As transformações socioeconômicas da população da metrópole de São Paulo são analisadas na primeira parte tendo como base os dados das décadas de 1990, 2000 e 2010. Os resultados apresentados provavelmente fomentarão o debate futuro sobre a cidade de São Paulo, pois demonstram um processo de decomposição lenta da desigualdade e se contrapõem a algumas leituras projetivas da dinâmica urbana realizadas nos anos 1990.

A tese defendida nos anos 1990 era de que aconteceria um processo de desindustrialização radical na Região Metropolitana de São Paulo (RMSP), tal como ocorreu em diversas capitais do Hemisfério Norte. Em certa medida foi também o que ocorreu nessa região brasileira, o que acarretou perda da qualidade dos postos de trabalho, aumento da informalização e a polarização dos “indivíduos localizados nos extremos da distribuição de renda”. Esse quadro foi revertido em meados da década de 2000, surgindo algumas incongruências. Embora as atividades ligadas ao setor de serviço tenham crescido, houve manutenção das atividades industriais com características fordistas, indicando que a desindustrialização foi menos profunda do que esperavam os especialistas. Ao mesmo tempo, houve um processo de “antipolarização” vinculado ao crescimento dos estratos médios, decorrente da valorização do rendimento dos trabalhadores de baixa qualificação e a criação de postos de trabalho relativamente melhores na estrutura ocupacional. Os autores reconhecem, portanto, uma dinâmica que explicita simultaneidade naquilo que diz respeito à oferta de trabalho na metrópole, defendendo a leitura de que esse contexto configura um quadro de “superposição das funções econômicas”.

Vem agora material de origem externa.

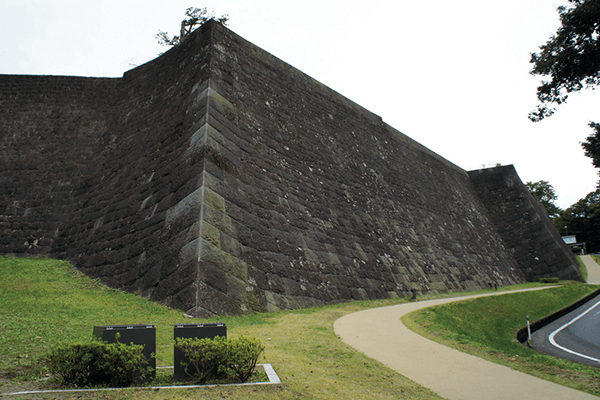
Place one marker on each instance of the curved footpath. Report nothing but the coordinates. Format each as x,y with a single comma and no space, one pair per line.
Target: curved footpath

A segunda parte do livro analisa as dinâmicas demográficas e migratórias da e na metrópole, e a segregação residencial relacionada, ou não, a esses processos. Os autores operam um jogo de escalas no mesmo recorte temporal da primeira parte, comparando deslocamentos que ocorrem em outras regiões do país aos que acontecem na RMSP. Vale destacar que, diferente de outras, na RMSP houve queda do fluxo migratório em direção à capital e um aumento desse fluxo em direção ao interior do estado. Quando analisam a migração intrametrópole, os autores explicitam como ficou reduzida a possibilidade de associação entre as dinâmicas migratórias e as características sociais de cada espaço da metrópole. Tais características nos anos 2000 foram orientadas mais por processos de produção do espaço localizados, como aqueles vinculados aos interesses do setor imobiliário. Em consequência, alguns bairros periféricos apresentaram crescimento e outros mantiveram-se estáveis, explicitando heterogeneidade. Já as áreas habitadas pela elite tornaram-se ainda mais exclusivas, evidenciando maior homogeneidade. Mais uma vez, os autores reconhecem dinâmicas simultâneas e contrastantes no espaço urbano da RMSP do século 21.

Os capítulos que compõem a última parte tratam dos processos de produção do espaço da metrópole. Estes são analisados comparando tanto as distintas áreas (Centro, Zona Leste e Zona Oeste), quanto as áreas de habitação precária na metrópole. Como processos que deram a tônica da urbanização, os autores destacam o campo das políticas habitacionais, como o programa Minha Casa, Minha Vida, e  a produção habitacional formal do mercado imobiliário, demarcando um ciclo de três fases, em que duas delas foram direcionadas para os grupos sociais renda de alta e média, na produção de espaços elitizados, e a última incluindo também um mercado popular, mais diversificado.

Em suma, as análises contidas no livro reorientam o debate sobre a metrópole de São Paulo revisando leituras e evitando entendimentos simplistas. Os autores operam fontes e métodos diversificados e conseguem explicitar processos simultâneos e contraditórios de maneira consistente, trazendo um novo panorama para os estudos urbanos ao elucidar a complexidade particular dessa região na atualidade.

Marcelo Rocco é sociólogo, mestre em Ciências Sociais pela PUC-SP e pesquisador de temas relacionados a área da Sociologia do Espaço.